What to you is surrealism might just be absolute realism to someone else. Efforts to depict the effects of truly integrated systems on human lives have to cope with the increasing difficulty of truth telling and eyewitness testimony. To suggest this as a lived reality at a global demographic scale may then be depiction's greatest moral ambition. People live nonelectively inside Chinese and Western realities, often engaged in activity whose many layers are inscrutable from the outside. Their emotional plenitude and behavioral quirks have to be left well enough alone if one wishes to walk back from cultural essentialism and reductive historical materialism; at the same time, areas of pressing concern do emerge, one visible detail at a time.

Footnotes

1. All translations from the Chinese are my own unless otherwise indicated.

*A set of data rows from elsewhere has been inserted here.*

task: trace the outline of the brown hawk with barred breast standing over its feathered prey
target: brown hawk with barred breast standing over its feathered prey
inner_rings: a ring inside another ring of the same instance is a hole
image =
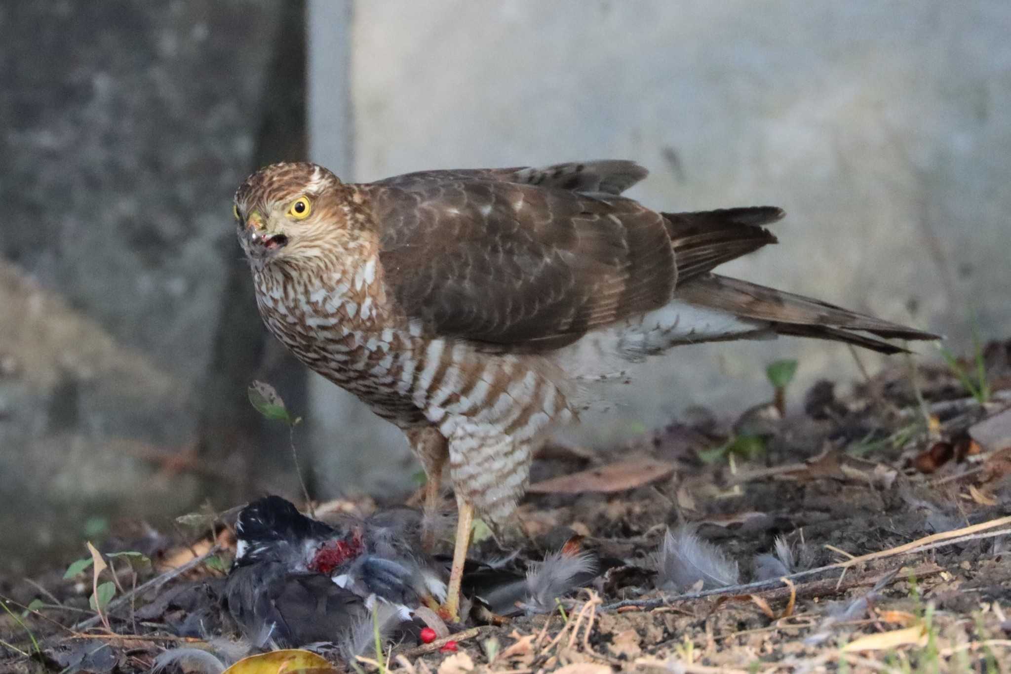
[[[430,512],[448,464],[459,514],[451,616],[475,510],[503,523],[538,443],[628,363],[776,334],[883,353],[901,351],[883,340],[936,339],[714,274],[774,243],[764,225],[784,211],[652,210],[622,196],[646,173],[595,161],[348,184],[284,163],[236,193],[269,330],[404,431],[428,475]]]

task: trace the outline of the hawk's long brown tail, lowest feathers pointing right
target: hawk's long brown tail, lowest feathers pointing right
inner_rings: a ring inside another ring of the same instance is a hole
[[[886,340],[938,340],[938,335],[876,318],[803,295],[774,290],[715,274],[696,279],[674,291],[676,299],[726,311],[741,318],[767,321],[779,334],[845,342],[886,354],[904,351],[853,330]]]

2. This surrealism, this otherworldliness, is compounded in Chinese. Can Xue's unorthodox uses of the language exacerbate the fact that cis and tokens that involve two or more character groupings in Chinese can technically be split apart, a character in one noun grouping becoming a verb in another arrangement, creating alternative microplots.

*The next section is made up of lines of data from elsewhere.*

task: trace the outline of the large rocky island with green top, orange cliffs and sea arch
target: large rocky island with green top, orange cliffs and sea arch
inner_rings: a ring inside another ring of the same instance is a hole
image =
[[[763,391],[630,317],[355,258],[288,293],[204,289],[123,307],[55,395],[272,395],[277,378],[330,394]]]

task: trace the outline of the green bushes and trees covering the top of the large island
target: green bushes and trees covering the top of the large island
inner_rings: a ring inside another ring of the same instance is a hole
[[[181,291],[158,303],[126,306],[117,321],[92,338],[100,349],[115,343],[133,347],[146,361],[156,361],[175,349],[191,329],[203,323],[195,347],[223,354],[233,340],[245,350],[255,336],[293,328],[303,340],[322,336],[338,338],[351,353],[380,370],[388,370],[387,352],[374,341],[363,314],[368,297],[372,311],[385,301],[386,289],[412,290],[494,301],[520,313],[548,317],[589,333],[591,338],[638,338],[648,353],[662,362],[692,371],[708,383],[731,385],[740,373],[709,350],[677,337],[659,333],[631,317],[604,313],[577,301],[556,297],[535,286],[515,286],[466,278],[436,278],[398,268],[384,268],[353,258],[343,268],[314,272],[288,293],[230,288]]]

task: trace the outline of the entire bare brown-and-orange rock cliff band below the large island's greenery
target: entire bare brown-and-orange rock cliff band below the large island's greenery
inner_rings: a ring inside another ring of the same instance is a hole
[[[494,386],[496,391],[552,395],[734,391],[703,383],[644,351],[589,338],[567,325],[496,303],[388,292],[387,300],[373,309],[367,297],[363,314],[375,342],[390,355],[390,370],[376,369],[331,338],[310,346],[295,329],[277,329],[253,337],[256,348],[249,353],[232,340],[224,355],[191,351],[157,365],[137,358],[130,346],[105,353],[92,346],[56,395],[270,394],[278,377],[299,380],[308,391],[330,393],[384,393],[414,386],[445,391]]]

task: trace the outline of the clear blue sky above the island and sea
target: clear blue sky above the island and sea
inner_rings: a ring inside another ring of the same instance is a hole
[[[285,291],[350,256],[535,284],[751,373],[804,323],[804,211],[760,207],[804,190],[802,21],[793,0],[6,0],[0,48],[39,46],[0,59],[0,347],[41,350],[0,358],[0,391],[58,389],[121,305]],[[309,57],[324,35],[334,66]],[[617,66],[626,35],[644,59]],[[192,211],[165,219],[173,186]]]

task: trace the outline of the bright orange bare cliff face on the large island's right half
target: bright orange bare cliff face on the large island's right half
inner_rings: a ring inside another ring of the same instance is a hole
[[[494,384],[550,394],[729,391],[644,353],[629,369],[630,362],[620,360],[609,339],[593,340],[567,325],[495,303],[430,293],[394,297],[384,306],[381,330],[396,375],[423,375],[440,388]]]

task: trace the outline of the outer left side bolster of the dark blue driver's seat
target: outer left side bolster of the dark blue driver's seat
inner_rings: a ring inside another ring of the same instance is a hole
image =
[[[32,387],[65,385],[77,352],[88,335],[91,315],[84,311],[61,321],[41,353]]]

3. Can Xue published a literary-critical monograph on the works of Kafka: The Castle of the Soul: Understanding Kafka (灵魂的城堡—理解卡夫卡 [Linghun de chengbao: Lijie Kafuka]). Joachim Kurtz's English translation of the fourth section of the book is called The Castle's Will: Reading Kafka's Castle, IV.

4. See Bai Xianyong and Ye Hongsheng's readings of these earlier works.

5. Brendan Hughes, in an otherwise insightful review, writes, “Two weeks later the house collapses. The temptation for the reader is to interpret the collapse as symbolic of something—its occurrence is so random, so unaccounted for, it would be hard not to—but it isn't symbolic, it's meaningless. The collapse is the culmination of the trick that Five Spice Street has been playing on the reader all along: on Five Spice Street, nothing means anything.”

6. The concept of “low justice” comes from Lee's forthcoming book, A Certain Justice: Toward an Ecology of the Chinese Legal Imagination (U of Chicago P).

7. Clark develops this line of argumentation in Heaven on Earth and in “The Turning Look,” his interview with Robert Meehan in Bomb Magazine.